The DOJ defined that the Bitclub Network was a fraudulent scheme that ran from April 2014 via December 2019. Its creator and operator, Matthew Brent Goettsche, was indicted in December 2019. Silviu Catalin Balaci, Russ Albert Medlin, Jobadiah Sinclair Weeks, and Joseph Frank Abel have been additionally indicted on the identical time in reference to the scheme.

The fraudsters “solicited cash from traders in change for shares of purported cryptocurrency mining swimming pools and rewarded traders for recruiting new traders into the scheme,” the DOJ described.

Beckstead, a Bitclub Network investor and a former CPA, admitted conspiring with Goettsche and others to launder funds earned via the Bitclub Network.

He additionally aided within the preparation of Goettsche’s fraudulent 2017 and 2018 federal tax returns, permitting him to keep away from paying greater than $20 million in federal revenue taxes. According to the DOJ, Beckstead admitted that he knew the returns have been fraudulent in that they didn’t report greater than $60 million in revenue earned via the operation of the Bitclub Network.

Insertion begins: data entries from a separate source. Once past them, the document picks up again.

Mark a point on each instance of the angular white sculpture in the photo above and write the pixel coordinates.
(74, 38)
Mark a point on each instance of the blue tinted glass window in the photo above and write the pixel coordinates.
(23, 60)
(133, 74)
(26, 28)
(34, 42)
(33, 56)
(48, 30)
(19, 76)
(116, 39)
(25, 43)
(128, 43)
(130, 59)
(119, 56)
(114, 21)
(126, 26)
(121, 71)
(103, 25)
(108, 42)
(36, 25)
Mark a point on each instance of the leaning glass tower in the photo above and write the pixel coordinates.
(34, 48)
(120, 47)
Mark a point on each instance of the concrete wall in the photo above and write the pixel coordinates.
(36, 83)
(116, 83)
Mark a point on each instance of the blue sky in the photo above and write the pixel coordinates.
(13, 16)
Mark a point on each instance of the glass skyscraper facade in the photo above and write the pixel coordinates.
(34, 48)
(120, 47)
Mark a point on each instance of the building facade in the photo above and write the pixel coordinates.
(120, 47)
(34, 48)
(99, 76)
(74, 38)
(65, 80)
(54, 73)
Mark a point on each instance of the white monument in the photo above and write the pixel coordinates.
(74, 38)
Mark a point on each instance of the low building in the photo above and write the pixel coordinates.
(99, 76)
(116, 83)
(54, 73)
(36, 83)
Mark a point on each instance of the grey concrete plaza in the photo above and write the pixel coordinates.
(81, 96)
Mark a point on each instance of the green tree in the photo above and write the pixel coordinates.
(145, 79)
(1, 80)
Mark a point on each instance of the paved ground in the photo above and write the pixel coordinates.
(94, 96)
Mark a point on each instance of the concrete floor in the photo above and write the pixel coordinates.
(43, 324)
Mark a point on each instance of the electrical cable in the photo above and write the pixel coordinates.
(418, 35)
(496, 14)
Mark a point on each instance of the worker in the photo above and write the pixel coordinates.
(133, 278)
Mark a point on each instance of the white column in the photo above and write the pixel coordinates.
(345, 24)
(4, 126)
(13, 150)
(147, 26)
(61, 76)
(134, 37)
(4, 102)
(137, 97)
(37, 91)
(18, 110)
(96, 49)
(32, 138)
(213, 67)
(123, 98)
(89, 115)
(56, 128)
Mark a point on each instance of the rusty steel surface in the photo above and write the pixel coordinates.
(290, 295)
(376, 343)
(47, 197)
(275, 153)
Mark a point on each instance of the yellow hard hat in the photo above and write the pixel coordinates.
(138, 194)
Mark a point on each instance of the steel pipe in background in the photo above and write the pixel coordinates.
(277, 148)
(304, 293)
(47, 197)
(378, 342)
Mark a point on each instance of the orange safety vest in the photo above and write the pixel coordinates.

Beckstead pleaded responsible to “one rely of conspiracy to commit cash laundering and one rely of aiding within the preparation of a false tax return,” the justice division famous.

The cash laundering cost “carries a most penalty of 20 years in jail and a effective of $500,000, or twice the worth of the property concerned within the transaction, whichever is larger,” the DOJ clarified, including that the tax cost “carries a most penalty of three years in jail and a effective of $100,000.”